Blattlausfreie Salate

Blattlausfreie Salate - Foto: artshotphoto - Fotolia.com

Neuzüchtungen sind resistent gegen Blattläuse und das Schossen.

Die Gartensalate (Lactuca sativa) stammen vermutlich von dem in Vorderasien behei- mateten Stachelsalat oder Kompass-Lattich (Lactuca serriola) ab.

Die beiden bekanntesten Vertreter sind die Eis- und Kopfsalate (Lactuca sativa var. capitata).

Der Eissalat, auch Krachsalat genannt, bildet große, knackige, gezähnte Blätter, während der Kopfsalat, auch Butterkopfsalat genannt, zarte und weiche, hellgrüne und meist ganzrandige Blätter aufweist.

Lästige Läuse

Es gibt sehr viele Kopf- und Eissalat-Sorten, wobei gegen Krankheiten und Schädlinge resistente immer größere Bedeutung erlangen. Besonders lästig sind Blattläuse, denn sie sitzen zwischen den Blättern und lassen sich nur mühsam entfernen.

Das Schossen

Neben Schädlingsbefall stellt das Schossen ein weiteres Problem dar. Dies bezeichnet den Übergang der vegetativen Phase zur generativen Phase, also zur Blütenbildung. Das Schossen ist je nach Sorte von Tageslänge oder der Temperatur abhängig. Moderne Salat-Sorten sind schossfest, das heißt sie kommen erst sehr spät oder gar nicht zur Blüte und bilden dadurch besonders schöne Köpfe.

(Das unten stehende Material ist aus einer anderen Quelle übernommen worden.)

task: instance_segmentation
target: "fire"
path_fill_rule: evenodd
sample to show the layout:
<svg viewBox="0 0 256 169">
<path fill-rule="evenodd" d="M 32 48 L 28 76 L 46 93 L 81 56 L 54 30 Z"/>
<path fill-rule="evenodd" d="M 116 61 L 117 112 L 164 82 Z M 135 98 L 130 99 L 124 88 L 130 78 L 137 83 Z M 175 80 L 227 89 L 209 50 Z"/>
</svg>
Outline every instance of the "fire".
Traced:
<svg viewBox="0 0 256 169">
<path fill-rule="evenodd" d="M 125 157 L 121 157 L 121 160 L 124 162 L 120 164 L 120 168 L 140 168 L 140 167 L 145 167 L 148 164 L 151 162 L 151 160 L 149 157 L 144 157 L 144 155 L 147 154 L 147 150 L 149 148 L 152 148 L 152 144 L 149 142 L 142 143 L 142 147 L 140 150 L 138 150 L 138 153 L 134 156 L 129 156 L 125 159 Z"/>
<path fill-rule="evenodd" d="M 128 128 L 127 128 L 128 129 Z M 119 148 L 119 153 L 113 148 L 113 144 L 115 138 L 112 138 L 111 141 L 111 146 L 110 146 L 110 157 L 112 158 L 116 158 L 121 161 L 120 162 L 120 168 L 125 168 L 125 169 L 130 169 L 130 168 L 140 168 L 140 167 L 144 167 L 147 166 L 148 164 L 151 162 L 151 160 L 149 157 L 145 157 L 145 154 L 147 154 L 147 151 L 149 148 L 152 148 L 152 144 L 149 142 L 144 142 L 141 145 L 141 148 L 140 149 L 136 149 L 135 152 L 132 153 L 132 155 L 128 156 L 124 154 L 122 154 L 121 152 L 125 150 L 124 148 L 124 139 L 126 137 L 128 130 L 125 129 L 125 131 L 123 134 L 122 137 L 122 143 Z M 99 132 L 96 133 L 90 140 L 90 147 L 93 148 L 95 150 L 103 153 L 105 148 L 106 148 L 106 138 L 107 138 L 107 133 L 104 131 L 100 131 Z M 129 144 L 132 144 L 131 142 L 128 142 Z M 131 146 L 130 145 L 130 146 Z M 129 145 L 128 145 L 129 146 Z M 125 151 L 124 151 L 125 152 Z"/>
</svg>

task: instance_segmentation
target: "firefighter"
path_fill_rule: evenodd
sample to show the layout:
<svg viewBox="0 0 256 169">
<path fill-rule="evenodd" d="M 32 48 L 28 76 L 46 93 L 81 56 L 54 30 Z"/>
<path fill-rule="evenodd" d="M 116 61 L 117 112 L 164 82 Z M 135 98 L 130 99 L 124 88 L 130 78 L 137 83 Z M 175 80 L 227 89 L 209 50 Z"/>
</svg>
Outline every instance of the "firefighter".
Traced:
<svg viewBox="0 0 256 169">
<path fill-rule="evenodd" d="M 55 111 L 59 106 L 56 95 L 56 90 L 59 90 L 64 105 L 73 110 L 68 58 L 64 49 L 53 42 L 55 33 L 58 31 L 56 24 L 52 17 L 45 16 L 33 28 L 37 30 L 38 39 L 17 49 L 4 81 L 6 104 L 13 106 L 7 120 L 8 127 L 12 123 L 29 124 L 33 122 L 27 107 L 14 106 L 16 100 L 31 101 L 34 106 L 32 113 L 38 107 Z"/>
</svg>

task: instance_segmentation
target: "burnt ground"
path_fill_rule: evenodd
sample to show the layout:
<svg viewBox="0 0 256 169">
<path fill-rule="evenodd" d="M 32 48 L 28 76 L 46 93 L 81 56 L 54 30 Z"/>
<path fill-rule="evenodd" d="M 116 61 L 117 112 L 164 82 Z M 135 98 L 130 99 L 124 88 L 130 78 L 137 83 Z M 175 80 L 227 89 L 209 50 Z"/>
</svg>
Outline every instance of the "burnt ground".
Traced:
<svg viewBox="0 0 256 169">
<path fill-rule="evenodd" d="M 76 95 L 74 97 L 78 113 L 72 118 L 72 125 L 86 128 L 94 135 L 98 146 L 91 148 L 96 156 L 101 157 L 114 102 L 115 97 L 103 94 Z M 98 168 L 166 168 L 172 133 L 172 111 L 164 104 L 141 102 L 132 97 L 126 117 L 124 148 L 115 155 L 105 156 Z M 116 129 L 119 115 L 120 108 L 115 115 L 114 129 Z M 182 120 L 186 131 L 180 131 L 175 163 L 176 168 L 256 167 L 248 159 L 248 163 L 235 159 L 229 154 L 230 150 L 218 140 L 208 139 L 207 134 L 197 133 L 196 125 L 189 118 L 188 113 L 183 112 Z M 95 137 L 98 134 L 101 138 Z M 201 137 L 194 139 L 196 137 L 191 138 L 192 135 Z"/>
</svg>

Neuzüchtungen wie der Eissalat ‘Bennie’ oder der Kopfsalat ‘Matilda’ von Flora Frey sind nicht nur schossfest, sondern auch resistent gegen Blattläuse sowie gegen Falschen Mehltau.

Kopfsalat und Eissalat bevorzugen sonnige bis halbschattige Plätze auf durchlässigem und nährstoffreichem Gartenboden. Eine Kompostgabe vor der Pflanzung ist empfehlenswert. Bei Trockenheit müssen die Pflanzen gegossen werden. Auch benötigen die jungen Setzlinge Schutz vor Schnecken.

Kopf- und Eissalat sind je nach Witterung 8 bis –10 Wochen nach der Aussaat erntereif.

Samen im Hitzestress

Die Salat-Aussaat erfolgt von März bis August in Frühbeete, Saatschalen oder direkt ins Freiland. Allerdings ist das Saatgut hitzeempfindlich. Bei Temperaturen über 18 °C kommt es leicht zur Keimhemmung, was besonders bei Sommerkultur Probleme bereitet. Deshalb ist in der warmen Jahreszeit die Vorkultur an einem kühlen, schattigen Platz mit anschließendem Verpflanzen zu empfehlen.

Das Saatgut wird nur dünn mit Erde bedeckt und bis zur Keimung gleichmäßig feucht gehalten. Sobald die Jungpflanzen kräftig genug sind, werden sie im Abstand von 30 x 30 cm ausgepflanzt.

In der Küche

Während Kopfsalate möglichst bald verbraucht werden müssen, können Eissalate einige Tage im Kühlschrank aufbewahrt werden.

Salate sind reich an Ballaststoffen, Carotinoiden (Vitamin A), den Vitaminen B1, B2 und C sowie an den Mineralien Kalzium, Kalium, Phosphor und Eisen. Aus Kopf- und Eissalaten lassen sich leckere Salate zubereiten, sowohl solo als auch in Kombination mit Rauke, Kresse, Radicchio und anderen Salaten oder Gemüsen wie Tomaten, Möhren oder Paprika.